Given a set of input masked 2D images, our goal is to infer the following three unknowns: (i) the geometry of the scene, represented as a zero level-set of an MLP f; (ii) the light and reflectance properties of the scene; and (iii) the unknown camera parameters. Toward that goal we simulate the rendering process of an implicit neural geometry inspired by the rendering equation.
The IDR forward model produces differentiable RGB values for a learnable camera position c and some fixed image pixel p as follows: the camera parameters and pixel define a viewing direction v, and we denote by x the intersection of the viewing ray c+tv with the implicit surface.
A Sample Network module represents x, and the normal to the surface n as differentiable functions of the implicit geometry and camera parameters.
The final radiance reflected from the geometry toward the camera c in direction v, i.e., RGB, is approximated by the Neural Renderer M, an MLP that takes as input the surface point x and normal n, the viewing direction v, and a global geometry feature vector z.
In turn, the IDR model is incoporated in a loss comparing it to the ground truth pixel color, that enables learning simultaneously the geometry, its appearance and camera parameters.

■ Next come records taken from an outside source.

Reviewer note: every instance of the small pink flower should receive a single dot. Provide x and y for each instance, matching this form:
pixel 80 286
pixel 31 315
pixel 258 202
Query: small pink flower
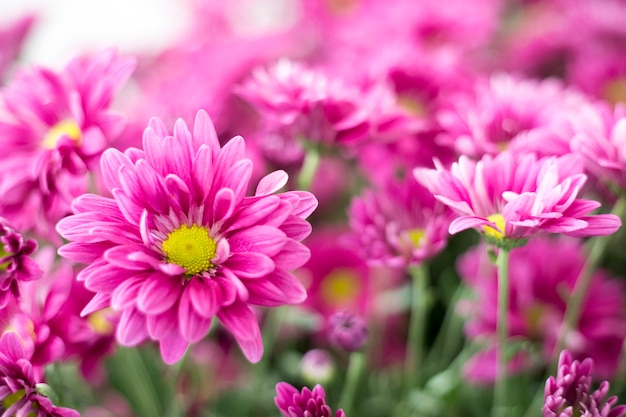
pixel 542 275
pixel 53 128
pixel 600 139
pixel 180 242
pixel 20 387
pixel 305 403
pixel 513 197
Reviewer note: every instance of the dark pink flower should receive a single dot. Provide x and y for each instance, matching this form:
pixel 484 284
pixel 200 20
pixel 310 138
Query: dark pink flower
pixel 53 128
pixel 399 224
pixel 180 242
pixel 569 394
pixel 513 197
pixel 305 403
pixel 15 262
pixel 20 387
pixel 542 276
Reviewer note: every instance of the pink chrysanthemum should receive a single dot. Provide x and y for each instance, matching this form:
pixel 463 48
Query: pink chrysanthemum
pixel 398 225
pixel 600 139
pixel 308 403
pixel 513 197
pixel 15 262
pixel 53 128
pixel 19 385
pixel 180 242
pixel 499 110
pixel 569 394
pixel 542 276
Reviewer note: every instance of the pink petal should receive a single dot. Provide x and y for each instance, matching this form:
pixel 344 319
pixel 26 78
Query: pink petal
pixel 193 326
pixel 131 329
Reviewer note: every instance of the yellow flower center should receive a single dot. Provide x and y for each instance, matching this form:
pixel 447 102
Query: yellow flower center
pixel 492 232
pixel 340 286
pixel 615 91
pixel 191 248
pixel 67 127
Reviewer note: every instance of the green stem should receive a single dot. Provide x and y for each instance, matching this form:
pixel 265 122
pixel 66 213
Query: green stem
pixel 577 299
pixel 309 167
pixel 417 326
pixel 355 367
pixel 500 391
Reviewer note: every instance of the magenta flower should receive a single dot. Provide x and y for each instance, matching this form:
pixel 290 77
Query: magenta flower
pixel 513 197
pixel 542 275
pixel 307 403
pixel 180 242
pixel 53 129
pixel 20 393
pixel 15 262
pixel 600 139
pixel 399 224
pixel 569 394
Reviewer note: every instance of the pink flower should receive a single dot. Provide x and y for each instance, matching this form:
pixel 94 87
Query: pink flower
pixel 569 394
pixel 600 139
pixel 542 276
pixel 20 387
pixel 514 197
pixel 305 403
pixel 499 110
pixel 53 128
pixel 180 242
pixel 398 225
pixel 15 262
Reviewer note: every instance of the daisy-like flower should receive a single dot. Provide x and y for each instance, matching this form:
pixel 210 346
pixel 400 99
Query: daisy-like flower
pixel 542 277
pixel 398 225
pixel 53 128
pixel 305 403
pixel 180 242
pixel 21 392
pixel 600 139
pixel 569 394
pixel 513 197
pixel 15 262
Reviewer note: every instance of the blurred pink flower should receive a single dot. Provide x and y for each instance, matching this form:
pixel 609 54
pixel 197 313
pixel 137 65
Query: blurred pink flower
pixel 398 225
pixel 513 197
pixel 305 403
pixel 53 128
pixel 20 393
pixel 542 276
pixel 16 263
pixel 180 243
pixel 501 108
pixel 569 394
pixel 600 140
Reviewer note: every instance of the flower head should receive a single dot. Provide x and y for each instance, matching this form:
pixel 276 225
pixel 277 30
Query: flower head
pixel 305 403
pixel 53 128
pixel 20 389
pixel 513 197
pixel 180 242
pixel 15 262
pixel 569 394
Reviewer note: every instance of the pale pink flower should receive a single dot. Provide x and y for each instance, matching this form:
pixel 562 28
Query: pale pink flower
pixel 513 197
pixel 180 242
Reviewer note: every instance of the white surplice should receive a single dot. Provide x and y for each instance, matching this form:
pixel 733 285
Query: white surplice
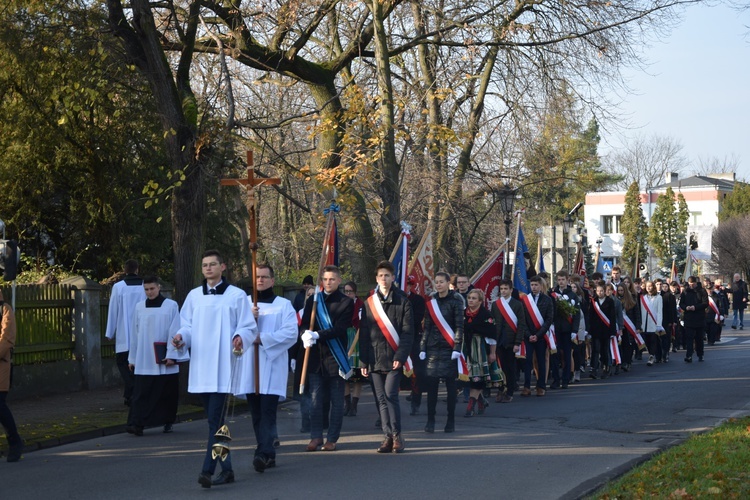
pixel 208 323
pixel 277 323
pixel 154 324
pixel 122 303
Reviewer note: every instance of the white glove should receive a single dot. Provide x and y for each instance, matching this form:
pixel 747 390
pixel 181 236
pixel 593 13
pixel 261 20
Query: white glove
pixel 309 338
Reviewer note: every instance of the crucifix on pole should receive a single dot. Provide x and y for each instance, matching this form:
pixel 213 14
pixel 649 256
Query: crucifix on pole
pixel 251 183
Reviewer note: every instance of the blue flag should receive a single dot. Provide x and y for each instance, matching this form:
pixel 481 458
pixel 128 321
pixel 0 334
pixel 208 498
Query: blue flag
pixel 520 280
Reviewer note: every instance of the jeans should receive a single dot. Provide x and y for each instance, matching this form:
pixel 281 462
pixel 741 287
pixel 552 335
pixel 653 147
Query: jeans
pixel 693 335
pixel 741 313
pixel 263 409
pixel 386 385
pixel 323 387
pixel 432 384
pixel 213 405
pixel 8 422
pixel 564 358
pixel 540 349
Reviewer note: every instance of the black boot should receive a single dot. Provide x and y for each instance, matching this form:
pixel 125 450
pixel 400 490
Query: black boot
pixel 470 407
pixel 347 404
pixel 430 427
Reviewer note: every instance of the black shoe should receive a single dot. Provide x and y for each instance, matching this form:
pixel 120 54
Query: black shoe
pixel 386 446
pixel 205 480
pixel 15 451
pixel 225 477
pixel 259 464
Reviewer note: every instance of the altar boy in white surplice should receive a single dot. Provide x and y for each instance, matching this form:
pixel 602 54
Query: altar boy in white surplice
pixel 277 324
pixel 216 321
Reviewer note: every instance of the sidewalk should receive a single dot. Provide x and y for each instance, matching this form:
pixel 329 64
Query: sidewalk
pixel 48 421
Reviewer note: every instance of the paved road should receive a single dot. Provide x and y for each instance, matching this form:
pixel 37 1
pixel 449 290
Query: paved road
pixel 559 446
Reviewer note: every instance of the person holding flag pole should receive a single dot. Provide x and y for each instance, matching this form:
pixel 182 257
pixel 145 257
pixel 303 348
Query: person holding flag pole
pixel 441 347
pixel 510 321
pixel 386 334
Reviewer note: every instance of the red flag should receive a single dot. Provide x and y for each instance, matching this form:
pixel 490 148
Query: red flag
pixel 488 278
pixel 423 267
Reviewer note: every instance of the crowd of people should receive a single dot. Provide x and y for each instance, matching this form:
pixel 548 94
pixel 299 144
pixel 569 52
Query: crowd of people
pixel 336 344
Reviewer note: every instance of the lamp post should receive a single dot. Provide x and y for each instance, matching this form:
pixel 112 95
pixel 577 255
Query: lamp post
pixel 507 198
pixel 567 225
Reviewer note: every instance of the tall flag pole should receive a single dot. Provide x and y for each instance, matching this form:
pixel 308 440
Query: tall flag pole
pixel 520 280
pixel 328 257
pixel 539 257
pixel 579 267
pixel 488 277
pixel 400 256
pixel 422 265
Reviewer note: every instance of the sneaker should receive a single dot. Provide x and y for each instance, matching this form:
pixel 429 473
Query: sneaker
pixel 386 446
pixel 398 444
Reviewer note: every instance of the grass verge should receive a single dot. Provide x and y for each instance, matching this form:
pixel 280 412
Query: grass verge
pixel 711 464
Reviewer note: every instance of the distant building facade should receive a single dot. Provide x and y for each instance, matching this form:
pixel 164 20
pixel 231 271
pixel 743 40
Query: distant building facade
pixel 703 194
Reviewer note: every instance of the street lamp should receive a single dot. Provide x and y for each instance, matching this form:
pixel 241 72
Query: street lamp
pixel 567 225
pixel 507 198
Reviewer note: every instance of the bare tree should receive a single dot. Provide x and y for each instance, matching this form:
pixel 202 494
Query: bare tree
pixel 715 165
pixel 646 160
pixel 729 243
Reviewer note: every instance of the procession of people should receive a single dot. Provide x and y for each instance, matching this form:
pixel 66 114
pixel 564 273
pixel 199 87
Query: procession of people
pixel 393 339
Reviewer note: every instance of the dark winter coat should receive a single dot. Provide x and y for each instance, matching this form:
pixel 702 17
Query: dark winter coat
pixel 374 350
pixel 439 362
pixel 694 297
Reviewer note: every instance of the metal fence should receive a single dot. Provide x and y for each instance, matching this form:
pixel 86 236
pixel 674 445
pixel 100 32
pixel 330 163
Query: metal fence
pixel 44 323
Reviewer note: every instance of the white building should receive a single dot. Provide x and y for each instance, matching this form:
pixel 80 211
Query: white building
pixel 703 194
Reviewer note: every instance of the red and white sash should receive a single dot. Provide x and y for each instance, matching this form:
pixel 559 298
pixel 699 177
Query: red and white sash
pixel 614 351
pixel 521 354
pixel 447 332
pixel 630 327
pixel 508 314
pixel 536 316
pixel 713 306
pixel 551 340
pixel 557 296
pixel 600 313
pixel 386 328
pixel 648 309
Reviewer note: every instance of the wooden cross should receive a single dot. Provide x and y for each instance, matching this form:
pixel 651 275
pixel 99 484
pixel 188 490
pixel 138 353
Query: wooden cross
pixel 250 184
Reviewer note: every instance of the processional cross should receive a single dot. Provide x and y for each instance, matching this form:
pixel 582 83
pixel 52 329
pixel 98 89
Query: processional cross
pixel 250 184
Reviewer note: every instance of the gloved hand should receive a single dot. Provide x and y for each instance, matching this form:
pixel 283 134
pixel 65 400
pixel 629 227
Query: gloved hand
pixel 309 338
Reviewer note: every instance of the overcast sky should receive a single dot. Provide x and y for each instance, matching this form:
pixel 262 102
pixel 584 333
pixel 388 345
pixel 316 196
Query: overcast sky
pixel 696 89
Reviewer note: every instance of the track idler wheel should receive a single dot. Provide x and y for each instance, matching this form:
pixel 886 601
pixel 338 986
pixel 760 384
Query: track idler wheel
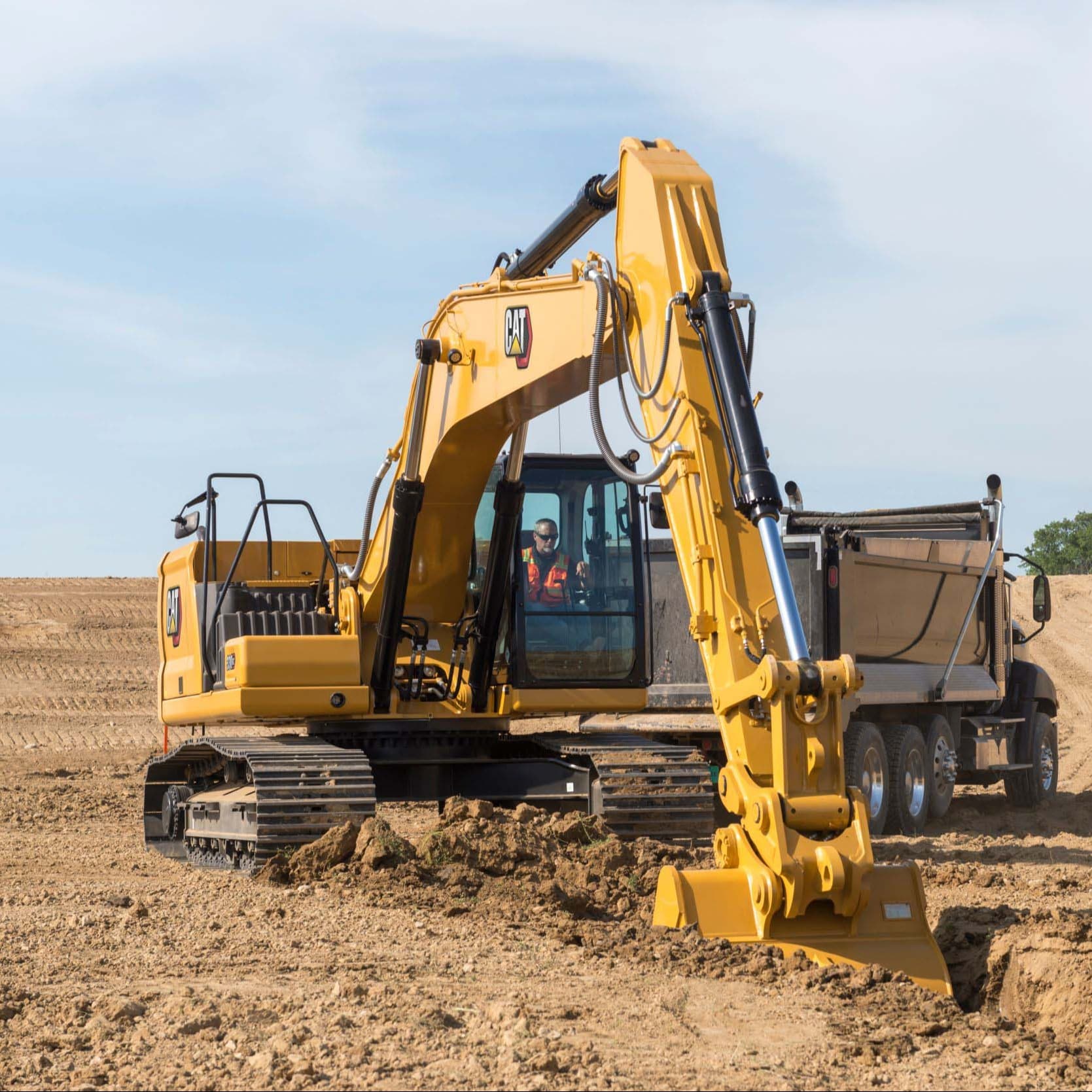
pixel 174 811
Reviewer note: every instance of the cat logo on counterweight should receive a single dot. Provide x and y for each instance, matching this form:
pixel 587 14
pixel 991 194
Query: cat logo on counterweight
pixel 174 615
pixel 518 334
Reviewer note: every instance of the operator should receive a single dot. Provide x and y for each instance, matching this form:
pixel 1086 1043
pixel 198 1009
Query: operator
pixel 546 568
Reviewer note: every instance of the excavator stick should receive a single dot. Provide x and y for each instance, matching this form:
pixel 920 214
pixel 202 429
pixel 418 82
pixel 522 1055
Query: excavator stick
pixel 889 930
pixel 798 870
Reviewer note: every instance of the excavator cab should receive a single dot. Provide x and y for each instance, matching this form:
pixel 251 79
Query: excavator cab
pixel 577 615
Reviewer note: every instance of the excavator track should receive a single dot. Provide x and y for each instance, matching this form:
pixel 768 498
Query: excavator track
pixel 644 788
pixel 233 803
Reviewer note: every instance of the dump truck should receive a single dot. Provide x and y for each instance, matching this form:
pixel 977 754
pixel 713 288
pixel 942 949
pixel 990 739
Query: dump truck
pixel 922 601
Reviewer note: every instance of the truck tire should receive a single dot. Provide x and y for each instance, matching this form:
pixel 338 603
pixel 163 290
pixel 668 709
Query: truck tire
pixel 909 778
pixel 1029 788
pixel 866 768
pixel 940 754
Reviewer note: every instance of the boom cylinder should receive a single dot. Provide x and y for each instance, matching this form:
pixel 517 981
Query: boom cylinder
pixel 760 498
pixel 408 498
pixel 597 198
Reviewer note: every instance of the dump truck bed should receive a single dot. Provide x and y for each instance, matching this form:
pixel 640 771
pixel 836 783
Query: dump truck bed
pixel 891 588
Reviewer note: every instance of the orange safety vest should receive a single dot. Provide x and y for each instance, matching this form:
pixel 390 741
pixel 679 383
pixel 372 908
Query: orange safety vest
pixel 551 591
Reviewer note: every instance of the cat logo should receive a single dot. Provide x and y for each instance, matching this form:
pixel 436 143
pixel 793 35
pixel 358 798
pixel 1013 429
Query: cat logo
pixel 174 615
pixel 518 334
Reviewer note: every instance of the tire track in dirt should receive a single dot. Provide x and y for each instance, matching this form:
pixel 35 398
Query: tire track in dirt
pixel 78 664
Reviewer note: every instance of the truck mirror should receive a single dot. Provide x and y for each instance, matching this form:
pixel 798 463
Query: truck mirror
pixel 1041 600
pixel 658 514
pixel 185 525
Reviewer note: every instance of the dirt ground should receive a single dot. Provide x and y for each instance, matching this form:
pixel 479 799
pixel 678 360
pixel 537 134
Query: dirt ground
pixel 478 950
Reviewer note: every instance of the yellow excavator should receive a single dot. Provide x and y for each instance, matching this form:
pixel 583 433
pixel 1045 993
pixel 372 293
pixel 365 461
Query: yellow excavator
pixel 398 662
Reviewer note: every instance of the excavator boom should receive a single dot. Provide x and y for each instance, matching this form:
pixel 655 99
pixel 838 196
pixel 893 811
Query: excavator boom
pixel 796 870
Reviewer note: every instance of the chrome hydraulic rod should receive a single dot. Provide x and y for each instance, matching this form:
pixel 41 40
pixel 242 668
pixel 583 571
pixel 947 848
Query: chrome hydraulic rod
pixel 597 198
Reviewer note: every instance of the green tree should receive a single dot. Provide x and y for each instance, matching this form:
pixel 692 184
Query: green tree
pixel 1064 546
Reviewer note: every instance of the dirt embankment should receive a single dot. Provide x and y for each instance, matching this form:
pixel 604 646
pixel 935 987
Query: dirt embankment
pixel 488 948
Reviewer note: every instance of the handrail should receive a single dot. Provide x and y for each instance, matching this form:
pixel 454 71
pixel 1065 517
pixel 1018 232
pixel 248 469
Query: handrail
pixel 210 548
pixel 264 504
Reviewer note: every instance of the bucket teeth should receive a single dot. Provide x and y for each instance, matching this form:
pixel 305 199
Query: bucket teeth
pixel 889 928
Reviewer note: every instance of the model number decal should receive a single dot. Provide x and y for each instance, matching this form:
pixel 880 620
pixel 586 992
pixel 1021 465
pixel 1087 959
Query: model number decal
pixel 518 334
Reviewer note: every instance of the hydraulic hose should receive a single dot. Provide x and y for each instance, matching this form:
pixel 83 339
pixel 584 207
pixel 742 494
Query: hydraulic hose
pixel 613 461
pixel 352 572
pixel 669 419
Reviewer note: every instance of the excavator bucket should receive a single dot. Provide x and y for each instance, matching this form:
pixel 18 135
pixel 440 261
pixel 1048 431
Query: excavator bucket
pixel 889 928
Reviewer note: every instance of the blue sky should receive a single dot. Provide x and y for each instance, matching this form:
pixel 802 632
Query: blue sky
pixel 223 226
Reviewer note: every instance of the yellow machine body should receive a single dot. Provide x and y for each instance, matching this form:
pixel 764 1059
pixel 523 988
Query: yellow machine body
pixel 798 870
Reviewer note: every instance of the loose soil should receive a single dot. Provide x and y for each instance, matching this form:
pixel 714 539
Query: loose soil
pixel 484 948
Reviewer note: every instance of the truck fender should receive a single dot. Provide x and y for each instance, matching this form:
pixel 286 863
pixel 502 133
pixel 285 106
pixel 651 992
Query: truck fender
pixel 1030 687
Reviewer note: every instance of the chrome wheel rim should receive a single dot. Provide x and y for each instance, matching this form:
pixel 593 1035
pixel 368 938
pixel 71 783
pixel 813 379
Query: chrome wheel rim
pixel 1046 766
pixel 872 781
pixel 913 781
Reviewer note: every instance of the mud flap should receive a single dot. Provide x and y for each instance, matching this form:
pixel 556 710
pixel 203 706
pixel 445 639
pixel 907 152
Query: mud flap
pixel 890 928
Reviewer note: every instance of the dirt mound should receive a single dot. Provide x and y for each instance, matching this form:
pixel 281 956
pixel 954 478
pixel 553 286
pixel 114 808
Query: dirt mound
pixel 1039 974
pixel 1032 969
pixel 510 862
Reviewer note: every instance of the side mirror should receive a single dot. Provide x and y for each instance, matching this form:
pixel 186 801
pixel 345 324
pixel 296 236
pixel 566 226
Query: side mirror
pixel 185 525
pixel 658 514
pixel 1041 600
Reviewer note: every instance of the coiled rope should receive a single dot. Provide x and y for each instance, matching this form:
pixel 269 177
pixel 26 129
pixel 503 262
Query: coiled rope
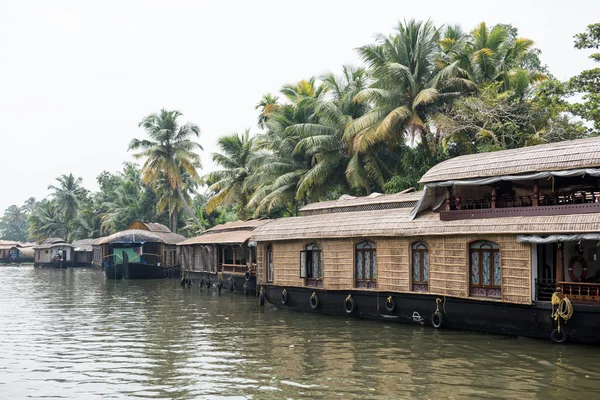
pixel 564 309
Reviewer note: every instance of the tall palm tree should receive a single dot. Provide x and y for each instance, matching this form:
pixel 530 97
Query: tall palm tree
pixel 238 154
pixel 491 55
pixel 13 224
pixel 408 91
pixel 169 150
pixel 267 105
pixel 67 195
pixel 46 220
pixel 279 170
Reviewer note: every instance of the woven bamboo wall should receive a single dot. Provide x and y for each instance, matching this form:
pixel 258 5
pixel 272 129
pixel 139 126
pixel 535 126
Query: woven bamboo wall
pixel 393 261
pixel 448 264
pixel 338 263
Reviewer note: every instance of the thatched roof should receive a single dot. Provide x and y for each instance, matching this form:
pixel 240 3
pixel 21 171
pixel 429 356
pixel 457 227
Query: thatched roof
pixel 572 154
pixel 139 235
pixel 149 226
pixel 375 201
pixel 395 223
pixel 236 232
pixel 83 245
pixel 27 252
pixel 235 225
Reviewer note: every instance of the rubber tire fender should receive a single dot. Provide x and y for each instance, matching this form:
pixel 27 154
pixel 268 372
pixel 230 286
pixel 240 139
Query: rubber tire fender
pixel 349 305
pixel 390 305
pixel 437 319
pixel 559 337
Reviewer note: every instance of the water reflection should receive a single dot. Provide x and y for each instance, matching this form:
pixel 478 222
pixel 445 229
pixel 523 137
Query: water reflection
pixel 72 334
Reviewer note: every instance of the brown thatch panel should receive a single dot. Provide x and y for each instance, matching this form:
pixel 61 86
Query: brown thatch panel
pixel 149 226
pixel 372 202
pixel 231 237
pixel 395 223
pixel 582 153
pixel 137 235
pixel 239 225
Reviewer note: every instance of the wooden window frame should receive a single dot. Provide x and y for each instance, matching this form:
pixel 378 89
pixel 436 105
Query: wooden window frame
pixel 480 289
pixel 371 252
pixel 422 251
pixel 306 266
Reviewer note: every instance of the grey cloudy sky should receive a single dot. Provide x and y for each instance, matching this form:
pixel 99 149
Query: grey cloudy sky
pixel 77 76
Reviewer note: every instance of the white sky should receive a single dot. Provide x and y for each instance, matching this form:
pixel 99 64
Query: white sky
pixel 76 77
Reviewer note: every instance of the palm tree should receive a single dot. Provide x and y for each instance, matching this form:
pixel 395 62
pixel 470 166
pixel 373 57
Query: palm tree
pixel 408 91
pixel 46 220
pixel 67 195
pixel 279 170
pixel 238 154
pixel 13 224
pixel 168 152
pixel 491 56
pixel 267 105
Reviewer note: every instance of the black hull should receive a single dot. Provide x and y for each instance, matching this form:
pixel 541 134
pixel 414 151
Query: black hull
pixel 465 314
pixel 139 271
pixel 57 265
pixel 236 283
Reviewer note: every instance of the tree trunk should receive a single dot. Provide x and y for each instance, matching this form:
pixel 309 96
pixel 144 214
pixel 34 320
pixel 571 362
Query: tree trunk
pixel 174 221
pixel 188 210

Examples of reconstructed 3D geometry and rendering of novel views computed from 49-64 input 2D images of the DTU dataset. We show results in two different setups: (1) fixed ground truth cameras, and (2) trainable camera parameters with noisy initializations.
Geometry and novel views computed from 11 images of the Fountain-P11 image collections.
Towards the goal of disentangling geometry and appearance, we show the transfer of the appearance learned from one scene to unseen geometry. For two models trained on two different DTU scenes, we show (left to right): the reconstructed geometry; novel views using the trained renderer; and novel views rendered using the renderer from the other (unseen) scene.